What makes a good drinking chocolate? Why not use just cocoa? How hard can a blend be? Let’s see if we can’t explore this a little and as always we’d love your input into what you find a favorite homemade chocolate concoction.
It begins with chocolate desire…
As the temperatures dip and a fire becomes regular something is missing whether it’s gooey smores or a warm beverage between your hands. We were probably nibbling on some left over truffles when it struck us to use the couverture chocolate we use everyday to make some hot chocolate.
The Chocolate Research Begins
Any quick study of the landscape of hot chocolate beverages will land you in a flurry of camps of thoughts. Use cocoa and reintroduce the fats, a lot of sugar, and some vigorous blending until reintegrated. Sounds fun? The other camp uses a variety of couverture chocolates melted into water or milk and add a bit of sugar.
We tried a few combinations of each, and even a few in the middle, and found our favorites on just the chocolate palatability to be in the solid chocolate camp. Like our truffles why should we add filler when you don’t need to? I posted our recipe from last year on Quora: What is a good recipe for hot cocoa or hot chocolate.
A few points to think on.
- Cocoa powder adds richness and intensity but not much flavor.
- Chocolate adds body, definition, and character–make sure you pick something you like to eat.
- Bittersweet will be too bitter.
- 60-70% chocolate is a great place to be.
- Liquids, the carriers of everything. Your choice here will be instrumental in your final product.
- Water adds no character and will create a rather thin product. Might also require a corn starch to thicken to your liking.
- Heavy cream is great in an espresso cup but not for really a long draught.
- Milk (2% or whole) is a great carrier but if your lactose intolerant..
- Almond milk, good body and carrier, little nutty taste can balance wonderfully with cacao.
- Soy, similar consistency to almond milk or 2% but the aftertaste was off-putting.
- Coconut milk/cream, lush and deep–will almost remind one of heavy cream. The flavor while nice will override subtle infusions you might try. Great for an almond joy drinking chocolate.
The Shop, The Audience
Now we have a shop and we’re no longer toting machines to markets. At our inception we wanted to do something large, like we always do. Our thoughts lingered on picking from any of our available ganaches and making that into a drinking chocolate. The logistics of that kind of idea though really weighed down getting the product out. We’re not setup like a cafe so in trials it created a lot of lag from order to delivery. We don’t want that. We want something that is good, but still convenient.

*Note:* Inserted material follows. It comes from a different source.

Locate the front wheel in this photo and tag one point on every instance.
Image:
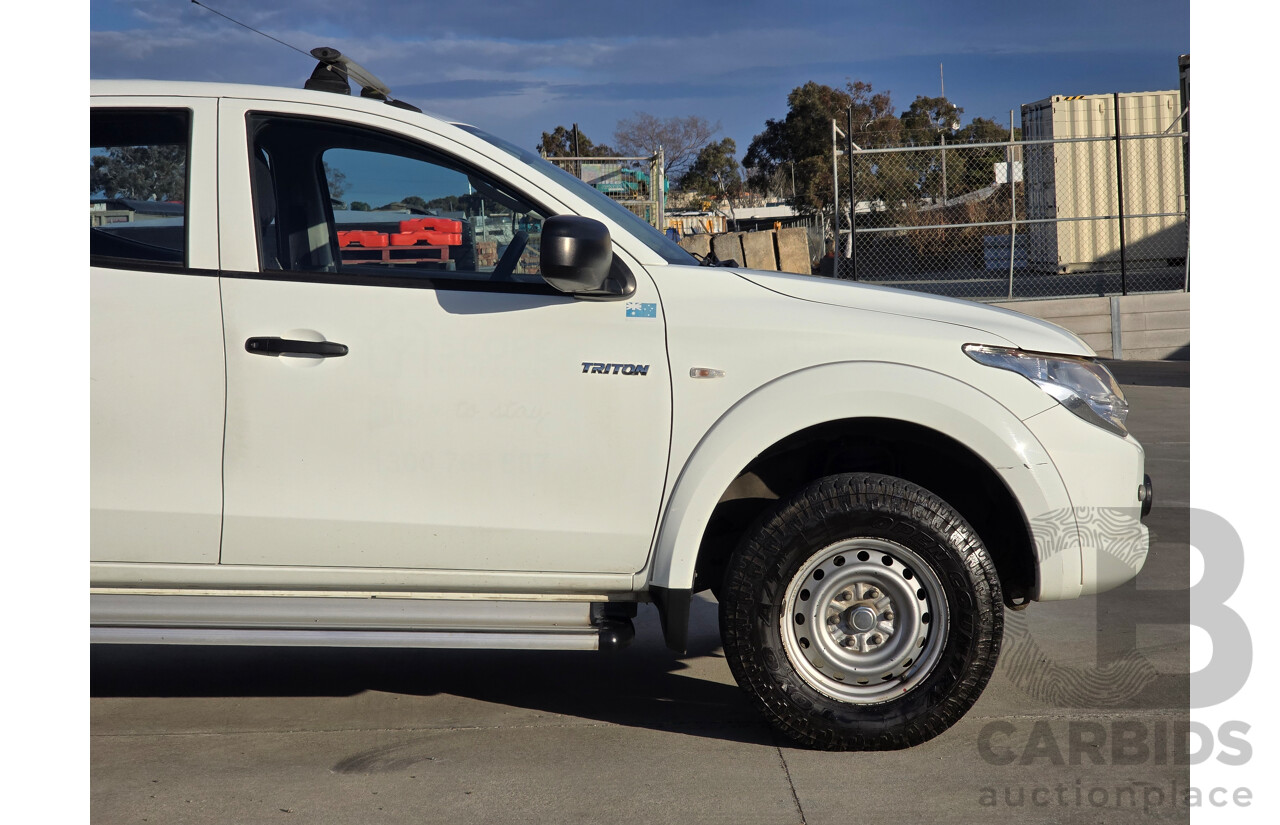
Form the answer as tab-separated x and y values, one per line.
863	613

We thought some more. Who loves their drinking chocolate, what are their dietary requirements, what kind of drinking chocolate do we make, and many more.
What we came up with was something that should appease most camps and let us get this fantastic treat out.
Drinking Chocolate is Seriously Good,
and it’s Vegan Friendly
Seriously. All we are using now is 60% TCHO chocolate (the base of most of our ganaches), cocoa powder, and almond milk.
It is phenomenal.
No extra sugar. No thickeners Just a lot of chocolate, good chocolate, that thickens and coats a spoon well.
We’ll be rolling this out soon as the air is already growing chilly here in the Carolinas. This year we’re going to keep it simple since we’re still feeling it out. We plan on offering an infused version of drinking chocolate on a weekly or bi-monthly rotation.